Le portrait actuel de la défense, embelli durant le voyage par les performances de Carey Price, laisse croire que la situation n'est pas au beau fixe.

À Vancouver, Marc Bergevin n'a pas réfuté les rumeurs selon lesquelles il avait tenté sans succès d'obtenir de l'aide à la ligne bleue.

«Pour le moment, on va donner une chance aux kids», a-t-il plutôt répondu en faisant allusion à Tinordi et Beaulieu.

Qu'il s'agisse d'un équilibre entre les vétérans et les jeunes, les gauchers et les droitiers, ou les joueurs plus offensifs et plus défensifs, Bergevin a expliqué qu'il visait toujours à améliorer son groupe de défenseurs.

«C'est important d'avoir un bon mélange, a-t-il dit. On ne peut pas avoir seulement des défenseurs qui déplacent la rondelle ou seulement des gros.

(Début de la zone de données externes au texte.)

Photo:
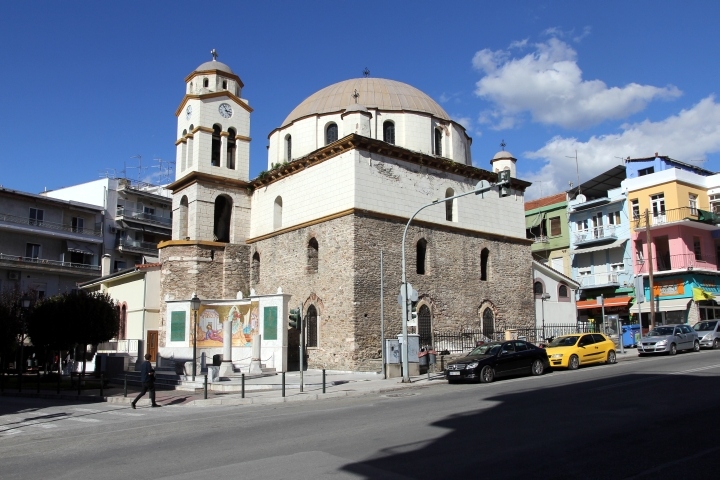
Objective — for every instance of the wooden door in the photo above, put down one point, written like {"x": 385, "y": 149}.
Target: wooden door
{"x": 152, "y": 342}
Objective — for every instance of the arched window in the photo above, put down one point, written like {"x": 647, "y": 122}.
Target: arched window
{"x": 484, "y": 264}
{"x": 255, "y": 269}
{"x": 421, "y": 254}
{"x": 450, "y": 206}
{"x": 438, "y": 142}
{"x": 184, "y": 218}
{"x": 389, "y": 132}
{"x": 223, "y": 217}
{"x": 312, "y": 266}
{"x": 331, "y": 133}
{"x": 216, "y": 145}
{"x": 231, "y": 149}
{"x": 424, "y": 325}
{"x": 288, "y": 148}
{"x": 277, "y": 213}
{"x": 311, "y": 327}
{"x": 488, "y": 322}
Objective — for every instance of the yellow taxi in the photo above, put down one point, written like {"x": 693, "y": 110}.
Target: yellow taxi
{"x": 571, "y": 351}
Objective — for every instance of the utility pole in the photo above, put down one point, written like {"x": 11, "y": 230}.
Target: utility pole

«Mais une chose est certaine, il faut que la rondelle sorte de la zone. Un jeune comme Beaulieu, même s'il est encore en évaluation, montre qu'il est bon là-dedans. Tinner (Tinordi), c'est autre chose. Moins il a la rondelle sur son bâton, meilleur il est.»

Des options limitées

L'absence de plusieurs défenseurs réduit les options du CH par rapport à ses deux recrues.

Le grand Tinordi, qui est appelé à devenir un élément important de la brigade défensive, laisse parfois croire que les choses vont un peu vite pour lui. Or, dans la situation actuelle, le renvoyer à Hamilton pour jouer 22 ou 23 minutes par match est difficilement envisageable.

«Idéalement, on veut qu'un joueur domine un niveau à sa manière avant de le faire passer au niveau suivant, a mentionné Bergevin. Pour toutes sortes de raisons, ce n'est pas toujours comme ça que ça se passe.»

Le DG se dit prêt à faire confiance aux jeunes et à vivre avec leurs erreurs. Mais encore faut-il qu'eux-mêmes le soient.

«Quand on voit un jeune commettre une erreur et, lors des présences suivantes, se mettre à tenir son bâton serré et juste tenter de survivre, c'est un signe qu'il n'est pas prêt. Un joueur qui joue pour ne pas faire d'erreurs va finir par en faire.»

On n'a qu'à penser à la façon dont le camp d'entraînement de Greg Pateryn s'est terminé...

Emelin absent, Bouillon à droite

À défaut d'avoir sous la main un autre joueur habitué d'évoluer à droite, le Tricolore juge que Francis Bouillon est sa meilleure option.

Bon soldat, le Québécois qui fête ses 38 ans aujourd'hui, accepte la responsabilité. Mais il reconnaît ne pas avoir la même aisance que du côté gauche.

«Travailler de façon contraire fait en sorte que mon corps est moins ouvert et ma vision du jeu n'est plus la même», expliquait Bouillon au camp d'entraînement.

«Je suis aussi moins agressif à droite. J'ai l'habitude de refermer l'espace face à l'attaquant adverse en l'amenant à un-contre-un contre la bande. Mais vu que je suis moins à l'aise à droite, je vais avoir tendance à être moins agressif et plus patient.»

On le voit: le dossier de la ligne bleue est à multiples facettes et il sera à suivre.

Ce qui est clair, en tout cas, c'est que le retour d'Emelin ne saurait arriver trop vite.